Such paucity of crime studies exploring the impact of measurement error could be attributed to the lack of simple adjustment methods tailored to the types of error mechanisms seen in police recorded crime data. For example, adjustment methods popularised in Epidemiology and Econometrics, such as SIMEX (Stefanski & Cook, 1995) or instrumental variables (Buzas & Stefanski, 1996), assume simplified forms of measurement error, the default being classical errors (i.e. completely random). The assumption of non-differentiality is also common in most measurement error adjustment methods, implying independence between the measurement error process and any other variables included in the substantive model of interest where the variable prone to measurement error is used. Whilst this assumption can be defended for the sake of parsimony and generalisability, there is good reason to anticipate that it will not hold when measurement error in police recorded crime is considered. There is abundant research pointing at victims’ characteristics affecting their willingness to report an incident to the police (Baumer, 2002; Hart & Rennison, 2003), and it could also be expected that these associations are also present when shifting from the individual to the area level. For example, Xie and Baumer (2019) note differences in crime reporting based on the proportion of immigrants in the neighbourhood.
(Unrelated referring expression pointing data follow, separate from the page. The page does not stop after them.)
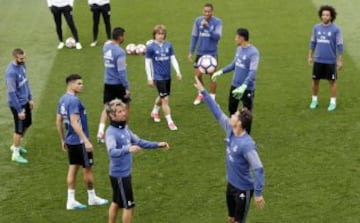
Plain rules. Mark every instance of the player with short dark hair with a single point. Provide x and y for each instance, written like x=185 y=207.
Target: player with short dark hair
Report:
x=20 y=102
x=327 y=45
x=121 y=142
x=116 y=84
x=64 y=7
x=205 y=35
x=241 y=159
x=159 y=55
x=100 y=7
x=245 y=65
x=71 y=114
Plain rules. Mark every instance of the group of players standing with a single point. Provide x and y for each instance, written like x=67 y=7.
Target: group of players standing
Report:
x=241 y=153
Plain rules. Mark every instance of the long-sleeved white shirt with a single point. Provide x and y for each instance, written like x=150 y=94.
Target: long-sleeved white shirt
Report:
x=99 y=2
x=60 y=3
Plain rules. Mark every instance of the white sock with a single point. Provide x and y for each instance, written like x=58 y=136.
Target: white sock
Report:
x=101 y=127
x=91 y=194
x=71 y=195
x=156 y=109
x=333 y=100
x=168 y=118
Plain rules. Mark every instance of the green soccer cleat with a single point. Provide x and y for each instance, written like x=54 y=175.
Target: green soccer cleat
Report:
x=313 y=104
x=332 y=107
x=18 y=159
x=22 y=150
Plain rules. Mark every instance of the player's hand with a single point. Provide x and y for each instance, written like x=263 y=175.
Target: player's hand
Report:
x=151 y=83
x=259 y=202
x=163 y=145
x=310 y=61
x=190 y=58
x=215 y=75
x=134 y=149
x=88 y=146
x=339 y=64
x=238 y=92
x=31 y=104
x=198 y=85
x=179 y=76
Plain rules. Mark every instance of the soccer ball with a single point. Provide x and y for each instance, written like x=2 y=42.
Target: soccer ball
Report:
x=70 y=42
x=207 y=64
x=140 y=49
x=150 y=41
x=131 y=48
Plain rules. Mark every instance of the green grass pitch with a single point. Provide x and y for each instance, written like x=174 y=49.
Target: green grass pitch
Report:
x=311 y=158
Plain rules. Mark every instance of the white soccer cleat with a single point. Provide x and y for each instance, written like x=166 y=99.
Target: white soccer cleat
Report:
x=60 y=45
x=74 y=205
x=97 y=201
x=78 y=46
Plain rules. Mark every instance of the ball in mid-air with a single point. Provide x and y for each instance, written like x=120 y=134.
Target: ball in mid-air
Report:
x=140 y=49
x=207 y=64
x=131 y=48
x=70 y=42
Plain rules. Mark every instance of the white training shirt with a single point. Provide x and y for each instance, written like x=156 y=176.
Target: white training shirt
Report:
x=99 y=2
x=60 y=3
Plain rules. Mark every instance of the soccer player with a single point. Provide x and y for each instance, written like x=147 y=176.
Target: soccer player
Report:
x=115 y=77
x=71 y=114
x=121 y=142
x=159 y=55
x=20 y=102
x=205 y=36
x=57 y=8
x=100 y=7
x=327 y=45
x=245 y=64
x=241 y=158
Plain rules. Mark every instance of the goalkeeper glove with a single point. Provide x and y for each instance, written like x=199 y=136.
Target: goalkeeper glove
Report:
x=238 y=92
x=216 y=75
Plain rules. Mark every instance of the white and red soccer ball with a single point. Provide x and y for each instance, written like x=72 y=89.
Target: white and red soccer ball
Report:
x=70 y=42
x=207 y=64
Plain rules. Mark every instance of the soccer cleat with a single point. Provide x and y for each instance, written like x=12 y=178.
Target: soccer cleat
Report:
x=313 y=104
x=172 y=126
x=74 y=205
x=198 y=99
x=60 y=45
x=22 y=150
x=97 y=201
x=93 y=44
x=78 y=46
x=332 y=107
x=18 y=158
x=155 y=116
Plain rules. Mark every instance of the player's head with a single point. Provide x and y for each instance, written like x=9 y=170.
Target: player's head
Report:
x=242 y=118
x=118 y=34
x=208 y=10
x=159 y=33
x=327 y=14
x=74 y=83
x=116 y=110
x=19 y=56
x=242 y=35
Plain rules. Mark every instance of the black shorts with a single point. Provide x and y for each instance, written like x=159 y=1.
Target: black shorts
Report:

Other common adjustment methods, such as multiple imputation (Cole et al., 2006) or latent variable estimation (Wansbeek & Meijer, 2001), are not based on similarly restrictive assumptions of the error term, but instead require auxiliary data. This is typically in the form of a ‘gold standard’ (i.e. error free) measure for a subsample of cases, or ‘repeated observations’ (a series of additional imperfect measures tapping into the same construct). Victimisation surveys have often been proposed as an alternative, more accurate, measure of crime. However, because of their small sample sizes relative to their wide coverage, estimates from crime surveys are generally only reliable at large regional levels (Rosenbaum & Lavrakas, 1995).

In this article, we present the package ‘rcme’ (Recounting Crime with Measurement Error) for R software (R Core Team, 2022); a user-friendly sensitivity analysis tool to anticipate and assess the impact of measurement error in any form of regression models relying on police recorded crime rates. This tool allows researchers to incorporate the knowledge that measurement error in crime rates can be expected to be systematic and multiplicative. Beyond this, it also enables researchers to relax the assumption of non-differentiality (whereby errors are not allowed to be associated with any other variable included in the substantive model of interest), providing a more comprehensive picture of the range of ways that measurement error may impact the accuracy and precision of empirical analyses. To do this, 'rcme' adjusts police recorded crime rates directly via simulation of the (user-defined) expected measurement error mechanisms. These simulated crime rates are then fed into the substantive model of interest to produce a range of error-adjusted estimates. This approach is unique both in terms of its simplicity and generalisability, and can be deployed across different crime types, area levels, and empirical questions of interest.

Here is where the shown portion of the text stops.